Recently, this tweet
by Kat Maddox aka @ctrlshifti has been making the rounds on Twitter.
The replies quickly turned into a competition to write the most cursed IsEven function possible.
I decided to join in on the fun and after some experimentation, I came up with the following function written in C.
int is_even(int n) {
while (n >> 1) n *= n;
return !n;
}
At first glance, this function looks like it wouldn't even terminate for most inputs, let alone return the correct result.
Explanation
Let's consider what happens when we square a number of the shape $2^{k+1} a + b$ with $a\in\mathbb{Z}$, $k\in\mathbb{N}$, and $b\in{0, 1}$. Note that every number $n\in\mathbb{Z}$ can be represented in this form, with $k=0$, $a=\lfloor n/2 \rfloor$, and $b=n \mod 2$.
$$ (2^{k+1} a + b)^2 = 2^{2(k+1)} a^2 + 2^{k+2} a b + b^2 = 2^{k+2}(2^{k} a^2 + a b) + b = 2^{k+2} a' + b $$
As we can see, we get a number of the same shape as the input, but $k$ increased by $1$. Most notably, the last bit of the number $b$ stays the same.
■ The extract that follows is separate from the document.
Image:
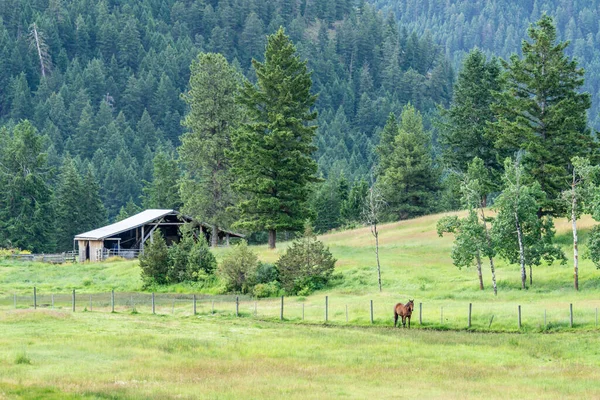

If we repeat this operation, we can see that the first component of the number $a$ will continue to shift to the right, while $b$ remains unchanged.
This is also what happens to n in the while loop of our function, except the type int can only store integers with a finite number of bits.
If the result of the multiplication is larger than the maximum value of int, the higher bits will "fall off" the left side of the integer.
So after a couple of iterations, the first component is going to disappear entirely, leaving only the last bit behind.
When this happens, the loop condition n >> 1 will be false and the loop will terminate.
Finally, we negate the result of the loop and return it.